Metabolites increase apoSOD1 proteolytic susceptibility. (A) SDS-PAGE analysis of a time course trypsin digestion experiment (50 μM apoSOD1 and 200 μM of metabolites); (B) Percentage of digested apoSOD1 in the presence of the different metabolites after 15, 30 and 45 min of incubation with trypsin. See experimental section for further details.

Figure 3

Metabolites promote aggregation of apoSOD1. (A) Aggregation kinetics of 50 μM apoSOD1 monitored by ThT fluorescence emission, in the absence (black) and in presence (colors) of 200 μM metabolites; (B) Plot of ThT fluorescence intensity at 200 h (from traces in panel A). Both panels are representative of 3 independent measurements with 50 μM apoSOD1 at pH 7.4 under agitation at 37 °C with and without 200 μM of each metabolite. The ThT bar represents the fluorescence intensity of the probe in the absence of protein and metabolites. See experimental section for further details.

Figure 4

Metabolites boost the formation of larger apoSOD1 aggregates. Nanoparticle Tracking Analysis (NTA) of the distribution of total apoSOD1 aggregates generated from 50 μM apoSOD1, alone and in the presence of 200 μM of each metabolite after incubation at pH 7.4 under agitation at 37 °C for 200 h (metabolite:protein = 4).

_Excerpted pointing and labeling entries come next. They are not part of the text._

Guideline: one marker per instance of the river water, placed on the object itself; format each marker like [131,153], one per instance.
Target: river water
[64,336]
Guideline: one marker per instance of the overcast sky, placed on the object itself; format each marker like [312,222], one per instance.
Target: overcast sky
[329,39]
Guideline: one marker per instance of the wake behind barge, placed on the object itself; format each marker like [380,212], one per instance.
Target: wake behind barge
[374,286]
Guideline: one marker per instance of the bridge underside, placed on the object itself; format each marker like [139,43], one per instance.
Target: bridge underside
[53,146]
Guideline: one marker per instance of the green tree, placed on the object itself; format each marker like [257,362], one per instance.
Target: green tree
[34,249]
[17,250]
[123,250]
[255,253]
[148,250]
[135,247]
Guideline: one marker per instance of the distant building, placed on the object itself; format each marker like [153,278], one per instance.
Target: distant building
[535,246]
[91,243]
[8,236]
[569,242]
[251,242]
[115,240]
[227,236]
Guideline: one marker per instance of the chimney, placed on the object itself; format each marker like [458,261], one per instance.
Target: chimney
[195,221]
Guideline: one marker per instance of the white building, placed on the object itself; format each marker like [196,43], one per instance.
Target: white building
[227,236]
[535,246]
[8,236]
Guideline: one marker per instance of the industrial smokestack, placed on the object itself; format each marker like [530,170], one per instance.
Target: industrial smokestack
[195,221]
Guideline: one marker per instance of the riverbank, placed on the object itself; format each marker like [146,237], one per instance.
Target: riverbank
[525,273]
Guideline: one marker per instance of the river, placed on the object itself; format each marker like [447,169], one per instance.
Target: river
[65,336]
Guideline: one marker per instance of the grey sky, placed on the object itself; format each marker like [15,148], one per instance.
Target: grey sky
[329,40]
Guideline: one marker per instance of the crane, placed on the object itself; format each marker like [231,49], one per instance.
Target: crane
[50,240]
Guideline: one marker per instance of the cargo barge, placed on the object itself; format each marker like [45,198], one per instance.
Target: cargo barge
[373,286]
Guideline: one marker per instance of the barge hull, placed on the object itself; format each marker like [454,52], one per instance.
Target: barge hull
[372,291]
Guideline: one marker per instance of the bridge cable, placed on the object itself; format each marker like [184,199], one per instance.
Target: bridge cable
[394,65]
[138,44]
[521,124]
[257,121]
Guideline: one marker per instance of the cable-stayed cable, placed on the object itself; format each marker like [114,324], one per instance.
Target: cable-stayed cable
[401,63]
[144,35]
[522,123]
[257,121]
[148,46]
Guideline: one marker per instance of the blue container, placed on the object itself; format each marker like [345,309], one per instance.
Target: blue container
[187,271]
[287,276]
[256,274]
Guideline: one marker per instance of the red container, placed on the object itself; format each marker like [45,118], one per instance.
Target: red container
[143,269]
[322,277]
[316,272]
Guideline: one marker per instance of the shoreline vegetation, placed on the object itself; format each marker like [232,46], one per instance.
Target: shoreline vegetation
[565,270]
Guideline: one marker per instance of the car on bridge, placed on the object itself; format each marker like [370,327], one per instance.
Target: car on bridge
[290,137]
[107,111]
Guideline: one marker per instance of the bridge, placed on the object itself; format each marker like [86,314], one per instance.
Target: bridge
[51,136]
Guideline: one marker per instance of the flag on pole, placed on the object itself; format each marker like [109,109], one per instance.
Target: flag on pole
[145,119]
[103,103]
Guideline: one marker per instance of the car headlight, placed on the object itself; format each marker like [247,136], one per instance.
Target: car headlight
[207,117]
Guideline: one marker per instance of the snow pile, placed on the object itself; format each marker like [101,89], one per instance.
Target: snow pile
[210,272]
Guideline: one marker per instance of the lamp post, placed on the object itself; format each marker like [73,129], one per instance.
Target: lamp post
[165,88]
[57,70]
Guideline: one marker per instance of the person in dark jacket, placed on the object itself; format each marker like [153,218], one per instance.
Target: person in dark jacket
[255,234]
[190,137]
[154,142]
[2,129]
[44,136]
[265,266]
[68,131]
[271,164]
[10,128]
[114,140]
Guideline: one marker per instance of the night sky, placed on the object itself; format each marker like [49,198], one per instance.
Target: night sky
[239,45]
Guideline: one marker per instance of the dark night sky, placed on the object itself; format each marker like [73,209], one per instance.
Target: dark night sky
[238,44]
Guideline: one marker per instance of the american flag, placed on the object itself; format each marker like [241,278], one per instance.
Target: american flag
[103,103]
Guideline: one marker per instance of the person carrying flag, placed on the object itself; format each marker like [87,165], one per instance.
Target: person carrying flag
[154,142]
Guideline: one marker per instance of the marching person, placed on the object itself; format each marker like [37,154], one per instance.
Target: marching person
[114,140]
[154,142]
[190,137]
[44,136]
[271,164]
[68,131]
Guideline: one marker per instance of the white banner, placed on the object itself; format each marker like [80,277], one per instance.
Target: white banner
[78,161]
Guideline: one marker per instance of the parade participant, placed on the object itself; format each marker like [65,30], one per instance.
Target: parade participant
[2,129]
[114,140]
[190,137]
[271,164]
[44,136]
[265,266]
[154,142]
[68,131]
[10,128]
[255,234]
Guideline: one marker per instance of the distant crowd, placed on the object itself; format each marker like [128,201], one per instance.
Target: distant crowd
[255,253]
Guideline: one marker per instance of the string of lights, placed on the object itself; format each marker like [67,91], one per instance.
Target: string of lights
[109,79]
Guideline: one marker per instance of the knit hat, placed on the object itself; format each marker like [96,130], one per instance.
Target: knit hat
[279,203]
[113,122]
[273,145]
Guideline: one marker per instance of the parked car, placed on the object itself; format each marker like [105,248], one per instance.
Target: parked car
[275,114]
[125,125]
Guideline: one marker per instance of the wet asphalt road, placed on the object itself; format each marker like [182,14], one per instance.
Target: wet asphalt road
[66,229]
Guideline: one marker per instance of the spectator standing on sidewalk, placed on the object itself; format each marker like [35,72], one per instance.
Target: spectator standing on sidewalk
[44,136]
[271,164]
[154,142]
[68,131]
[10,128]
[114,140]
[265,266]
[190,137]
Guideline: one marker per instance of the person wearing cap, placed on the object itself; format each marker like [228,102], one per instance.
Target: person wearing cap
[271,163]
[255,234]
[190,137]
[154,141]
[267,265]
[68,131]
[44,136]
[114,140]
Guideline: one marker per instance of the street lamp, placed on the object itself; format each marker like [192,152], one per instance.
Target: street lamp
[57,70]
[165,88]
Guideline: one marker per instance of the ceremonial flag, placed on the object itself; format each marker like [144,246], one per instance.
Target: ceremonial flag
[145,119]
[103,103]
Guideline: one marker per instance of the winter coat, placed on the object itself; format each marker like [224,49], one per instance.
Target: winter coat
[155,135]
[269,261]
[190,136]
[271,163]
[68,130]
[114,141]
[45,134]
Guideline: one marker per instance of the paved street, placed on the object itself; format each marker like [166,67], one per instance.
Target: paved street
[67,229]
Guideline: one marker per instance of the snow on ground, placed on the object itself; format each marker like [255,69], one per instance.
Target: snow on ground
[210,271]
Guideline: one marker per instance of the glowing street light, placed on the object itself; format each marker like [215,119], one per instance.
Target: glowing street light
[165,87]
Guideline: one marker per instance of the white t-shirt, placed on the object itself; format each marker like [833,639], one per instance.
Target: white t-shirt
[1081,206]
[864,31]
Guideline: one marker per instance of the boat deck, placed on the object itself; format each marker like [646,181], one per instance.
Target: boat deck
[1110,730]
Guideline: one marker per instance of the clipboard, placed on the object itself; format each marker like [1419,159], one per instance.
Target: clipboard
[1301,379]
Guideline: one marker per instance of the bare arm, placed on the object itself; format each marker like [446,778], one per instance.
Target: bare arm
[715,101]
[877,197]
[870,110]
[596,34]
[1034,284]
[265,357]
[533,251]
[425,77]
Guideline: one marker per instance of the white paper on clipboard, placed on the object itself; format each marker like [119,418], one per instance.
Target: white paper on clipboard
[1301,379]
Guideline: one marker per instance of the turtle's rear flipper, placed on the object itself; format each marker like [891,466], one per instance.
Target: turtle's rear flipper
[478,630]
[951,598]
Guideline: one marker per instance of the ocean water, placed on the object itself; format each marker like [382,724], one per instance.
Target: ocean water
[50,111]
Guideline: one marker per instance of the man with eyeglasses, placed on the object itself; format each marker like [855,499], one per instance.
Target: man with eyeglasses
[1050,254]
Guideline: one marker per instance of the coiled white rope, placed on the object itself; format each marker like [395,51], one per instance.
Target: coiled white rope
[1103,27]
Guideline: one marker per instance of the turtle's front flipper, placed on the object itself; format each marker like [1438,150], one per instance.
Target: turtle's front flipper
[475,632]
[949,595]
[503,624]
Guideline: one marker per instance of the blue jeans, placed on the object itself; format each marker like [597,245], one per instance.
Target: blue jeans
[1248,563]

Blue bars correspond to the distribution of small aggregates (70–350 nm) and red bars correspond to larger aggregates (350–2000 nm). See experimental section for further details.

Figure 5

Metabolites influence apoSOD1 aggregation towards insoluble aggregates and increase the size of soluble aggregates. (A) Ratio of soluble and insoluble aggregates formed from 50 μM apoSOD1 with 200 μM of each metabolite. SDS-PAGE gel: first band correspond to soluble aggregates and second band corresponds to insoluble aggregates, after incubation of apoSOD1 under agitation at 37 °C for 200 h; (B) DLS size distribution of soluble aggregates of apoSOD1 alone and with 200 μM of each metabolite after incubation at pH 7.4 under agitation at 37 °C for 200 h. Red bar correspond to apoSOD1 particles (50–100 nm) and blue bars correspond to larger aggregates formed in the presence of metabolites (100–1000 nm). See experimental section for further details.

Figure 6

Metabolites modulate the morphology of apoSOD1 aggregates. TEM images of apoSOD1 with or without metabolites at a metabolite:protein ratio of 4, after incubation at pH 7.4 under agitation at 37 °C for 200 h. (A,B) Control, apoSOD1 with no added metabolite; (C) +lysine; (D) +erythronic acid; (E) +glyceric acid; (F) +glyceric acid, magnification of panel E; (G) +phthalate; (H) +arginine; (I) +fructose; (J) +ornithine; (K) +ornithine, magnification of panel J. See experimental section for further details.